Sepsis is defined as an inflammatory disorder caused by a dysregulated immune response to infection, affecting approximately 48.9 million people globally. The complex and multifaceted pathophysiology of sepsis complicates clinical diagnosis, management and treatment. Without a validated gold standard for diagnosis, definitive biomarkers are critical. Recently, small extracellular vesicles (sEVs) and exosomes1 have emerged as promising biomarkers of disease, owing to their role in intercellular communication. Therefore, the present study has evaluated the use of sEVs as possible biomarkers for sepsis. The approach included providing a theoretical framework surrounding sEVs, their role in sepsis pathophysiology and the potential these sEVs have as diagnostic, prognostic and therapeutic tools for sepsis. This led to the evaluation of commonly used surface markers for identifying extracellular vesicles using a multi-level, automated and precise platform. We identified an abundance of CD63, CD81 and CD9 positive particles in sepsis patients. Interestingly, the data provided distinct colocalization patterns which are abundant in sepsis patients. Our study highlighted that the CD63/CD9 colocalization may be of increasing interest in exploring the potential of these vesicles as biomarkers for sepsis. Furthermore, developing biomarkers for sepsis has become increasingly difficult due to the presence of co-morbidities. These co-morbidities further complicate the pathophysiology of sepsis, increasing the mortality rate and the risk of developing organ failure. Additionally, previous studies confirm a vast array of surface markers on the membrane of sEVs. These markers have roles in protein-protein interactions and target cell signalling.
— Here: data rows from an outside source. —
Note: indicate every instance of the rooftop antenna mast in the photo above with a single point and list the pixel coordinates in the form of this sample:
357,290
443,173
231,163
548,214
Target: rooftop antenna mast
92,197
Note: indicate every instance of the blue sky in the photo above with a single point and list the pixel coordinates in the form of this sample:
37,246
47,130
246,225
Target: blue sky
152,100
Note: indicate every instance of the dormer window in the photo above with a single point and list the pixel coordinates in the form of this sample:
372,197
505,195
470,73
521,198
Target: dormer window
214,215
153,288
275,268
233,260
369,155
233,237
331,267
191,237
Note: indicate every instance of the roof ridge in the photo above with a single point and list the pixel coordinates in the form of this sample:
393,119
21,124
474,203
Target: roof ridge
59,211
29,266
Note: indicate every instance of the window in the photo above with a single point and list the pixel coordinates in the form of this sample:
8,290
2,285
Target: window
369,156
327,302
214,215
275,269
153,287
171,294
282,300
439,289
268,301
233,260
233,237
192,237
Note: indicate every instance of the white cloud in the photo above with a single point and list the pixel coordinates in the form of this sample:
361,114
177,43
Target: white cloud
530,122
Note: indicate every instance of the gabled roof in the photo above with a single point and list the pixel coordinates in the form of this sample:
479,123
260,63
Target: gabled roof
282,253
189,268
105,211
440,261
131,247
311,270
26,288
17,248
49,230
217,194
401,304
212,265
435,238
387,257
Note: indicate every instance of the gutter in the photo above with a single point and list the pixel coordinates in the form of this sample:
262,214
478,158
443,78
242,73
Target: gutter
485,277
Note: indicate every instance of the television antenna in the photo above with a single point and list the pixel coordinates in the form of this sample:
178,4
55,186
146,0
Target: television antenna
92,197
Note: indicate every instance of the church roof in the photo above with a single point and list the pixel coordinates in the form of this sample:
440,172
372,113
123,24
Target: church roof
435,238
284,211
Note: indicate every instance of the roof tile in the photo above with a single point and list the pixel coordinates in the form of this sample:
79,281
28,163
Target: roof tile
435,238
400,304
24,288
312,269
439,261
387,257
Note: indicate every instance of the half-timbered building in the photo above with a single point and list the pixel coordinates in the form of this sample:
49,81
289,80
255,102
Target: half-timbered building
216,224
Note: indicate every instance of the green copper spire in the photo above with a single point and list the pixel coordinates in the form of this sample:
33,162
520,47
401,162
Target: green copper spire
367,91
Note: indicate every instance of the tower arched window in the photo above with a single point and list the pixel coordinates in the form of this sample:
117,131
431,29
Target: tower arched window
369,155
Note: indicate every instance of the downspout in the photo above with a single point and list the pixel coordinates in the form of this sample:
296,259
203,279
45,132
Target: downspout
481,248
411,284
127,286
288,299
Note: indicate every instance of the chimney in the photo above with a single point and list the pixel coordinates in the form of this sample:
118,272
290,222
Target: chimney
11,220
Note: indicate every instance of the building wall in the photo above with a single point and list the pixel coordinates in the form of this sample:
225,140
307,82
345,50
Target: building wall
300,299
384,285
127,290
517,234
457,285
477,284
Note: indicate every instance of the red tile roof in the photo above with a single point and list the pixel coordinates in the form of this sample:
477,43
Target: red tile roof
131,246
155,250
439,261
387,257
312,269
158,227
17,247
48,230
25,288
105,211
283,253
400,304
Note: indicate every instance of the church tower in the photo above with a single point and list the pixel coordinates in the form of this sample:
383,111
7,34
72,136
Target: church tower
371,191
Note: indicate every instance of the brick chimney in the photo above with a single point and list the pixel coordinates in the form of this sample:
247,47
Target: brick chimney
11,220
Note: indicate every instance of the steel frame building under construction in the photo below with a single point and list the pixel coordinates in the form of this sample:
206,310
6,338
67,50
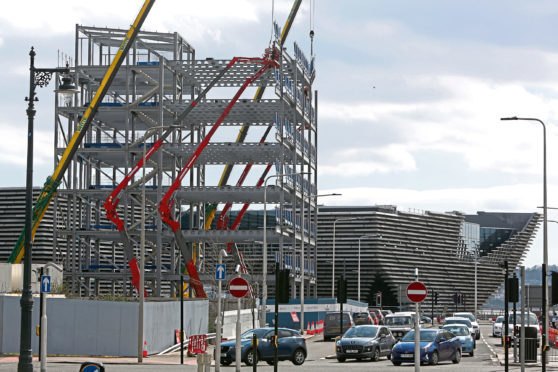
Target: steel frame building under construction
164,99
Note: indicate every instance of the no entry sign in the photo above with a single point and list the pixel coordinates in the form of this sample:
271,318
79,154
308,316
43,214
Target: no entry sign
238,287
416,292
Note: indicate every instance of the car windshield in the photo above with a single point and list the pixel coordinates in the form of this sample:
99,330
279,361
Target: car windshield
530,319
471,317
459,321
458,330
425,336
398,320
361,332
259,333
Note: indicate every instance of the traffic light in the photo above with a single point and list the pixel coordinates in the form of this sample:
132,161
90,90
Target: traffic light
513,289
283,287
341,290
554,296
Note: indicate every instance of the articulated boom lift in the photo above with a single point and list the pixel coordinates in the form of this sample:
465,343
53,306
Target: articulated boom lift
268,61
111,203
52,182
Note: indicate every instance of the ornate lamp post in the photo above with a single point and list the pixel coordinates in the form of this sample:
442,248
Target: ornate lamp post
38,77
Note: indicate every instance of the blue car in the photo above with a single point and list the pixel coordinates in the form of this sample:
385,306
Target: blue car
435,345
468,343
290,346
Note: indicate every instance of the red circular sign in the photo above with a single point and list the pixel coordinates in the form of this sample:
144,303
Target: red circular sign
238,287
416,292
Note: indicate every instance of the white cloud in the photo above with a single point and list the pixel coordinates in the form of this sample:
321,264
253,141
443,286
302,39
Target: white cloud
14,147
366,161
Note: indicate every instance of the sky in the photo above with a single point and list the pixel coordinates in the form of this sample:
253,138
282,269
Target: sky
410,92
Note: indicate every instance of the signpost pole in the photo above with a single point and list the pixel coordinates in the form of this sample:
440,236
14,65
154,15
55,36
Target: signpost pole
417,331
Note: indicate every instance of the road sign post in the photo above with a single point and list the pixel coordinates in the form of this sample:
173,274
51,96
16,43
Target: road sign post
417,292
238,287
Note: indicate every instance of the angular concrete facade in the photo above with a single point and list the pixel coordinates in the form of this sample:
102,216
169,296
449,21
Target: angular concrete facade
393,243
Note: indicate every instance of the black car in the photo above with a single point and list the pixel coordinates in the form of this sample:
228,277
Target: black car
365,341
290,346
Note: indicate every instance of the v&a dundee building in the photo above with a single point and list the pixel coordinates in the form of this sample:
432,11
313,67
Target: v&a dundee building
443,246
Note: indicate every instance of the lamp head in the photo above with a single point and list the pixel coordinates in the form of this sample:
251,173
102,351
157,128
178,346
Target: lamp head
67,89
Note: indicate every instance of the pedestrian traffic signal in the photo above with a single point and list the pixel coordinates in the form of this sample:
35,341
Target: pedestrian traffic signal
513,289
341,290
554,297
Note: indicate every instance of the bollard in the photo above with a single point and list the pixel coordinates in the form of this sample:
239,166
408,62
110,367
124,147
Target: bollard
255,348
199,362
207,362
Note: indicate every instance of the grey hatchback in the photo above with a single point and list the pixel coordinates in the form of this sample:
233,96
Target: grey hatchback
365,341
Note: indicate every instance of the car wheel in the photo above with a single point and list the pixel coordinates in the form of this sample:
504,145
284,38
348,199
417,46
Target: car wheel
376,355
249,357
298,357
434,358
457,358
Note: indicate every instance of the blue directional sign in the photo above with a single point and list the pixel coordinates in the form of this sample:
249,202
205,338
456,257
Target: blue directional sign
220,271
45,284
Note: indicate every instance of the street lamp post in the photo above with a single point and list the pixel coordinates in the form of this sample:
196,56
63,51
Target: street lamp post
545,248
358,267
264,269
37,77
333,252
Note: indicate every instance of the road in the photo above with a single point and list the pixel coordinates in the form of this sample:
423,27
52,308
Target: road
318,350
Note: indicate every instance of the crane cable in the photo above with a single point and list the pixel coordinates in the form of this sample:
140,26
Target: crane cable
272,22
312,21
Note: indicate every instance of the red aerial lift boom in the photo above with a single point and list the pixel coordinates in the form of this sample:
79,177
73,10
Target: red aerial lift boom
268,61
112,201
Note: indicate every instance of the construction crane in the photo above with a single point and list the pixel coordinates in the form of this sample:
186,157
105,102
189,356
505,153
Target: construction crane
211,209
49,188
112,201
270,60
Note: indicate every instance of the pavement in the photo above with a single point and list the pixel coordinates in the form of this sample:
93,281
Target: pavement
159,360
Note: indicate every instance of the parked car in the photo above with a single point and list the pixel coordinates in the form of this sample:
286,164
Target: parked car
531,323
468,343
332,325
362,317
458,320
435,345
473,321
290,346
497,326
365,341
378,314
400,323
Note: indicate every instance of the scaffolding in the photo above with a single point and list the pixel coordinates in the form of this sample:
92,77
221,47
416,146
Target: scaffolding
159,79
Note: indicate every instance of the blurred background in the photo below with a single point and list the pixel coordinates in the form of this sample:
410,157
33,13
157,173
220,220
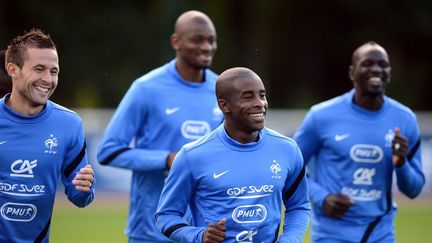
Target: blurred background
300,48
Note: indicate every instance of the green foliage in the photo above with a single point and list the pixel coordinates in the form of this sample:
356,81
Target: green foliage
301,45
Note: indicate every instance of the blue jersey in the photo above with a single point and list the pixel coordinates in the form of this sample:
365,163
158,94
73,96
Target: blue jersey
245,184
353,156
159,113
35,153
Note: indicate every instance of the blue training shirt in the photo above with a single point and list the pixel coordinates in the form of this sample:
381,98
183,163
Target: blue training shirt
245,184
160,112
353,156
35,152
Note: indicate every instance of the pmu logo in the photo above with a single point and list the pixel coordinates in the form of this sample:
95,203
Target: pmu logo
194,129
366,153
23,168
363,176
245,236
50,145
247,214
18,212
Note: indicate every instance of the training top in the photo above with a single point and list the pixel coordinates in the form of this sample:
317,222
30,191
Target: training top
159,113
35,152
245,184
352,150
We then, further investigated the surface marker profiles in 4 cohorts (viz. healthy controls, hypertension, sepsis patients with no pre-existing co-morbidities and sepsis patients with previously diagnosed hypertension). In doing so, we identified specific surface marker profiles of sepsis and hypertension when compared to healthy controls or the other pathological states. These surface marker profiles could aid in the further understanding of sepsis pathophysiology and the role sEVs play therein. This study highlights that sEVs and the identified surface marker profiles could be exploited in the interest of biomarker development for sepsis.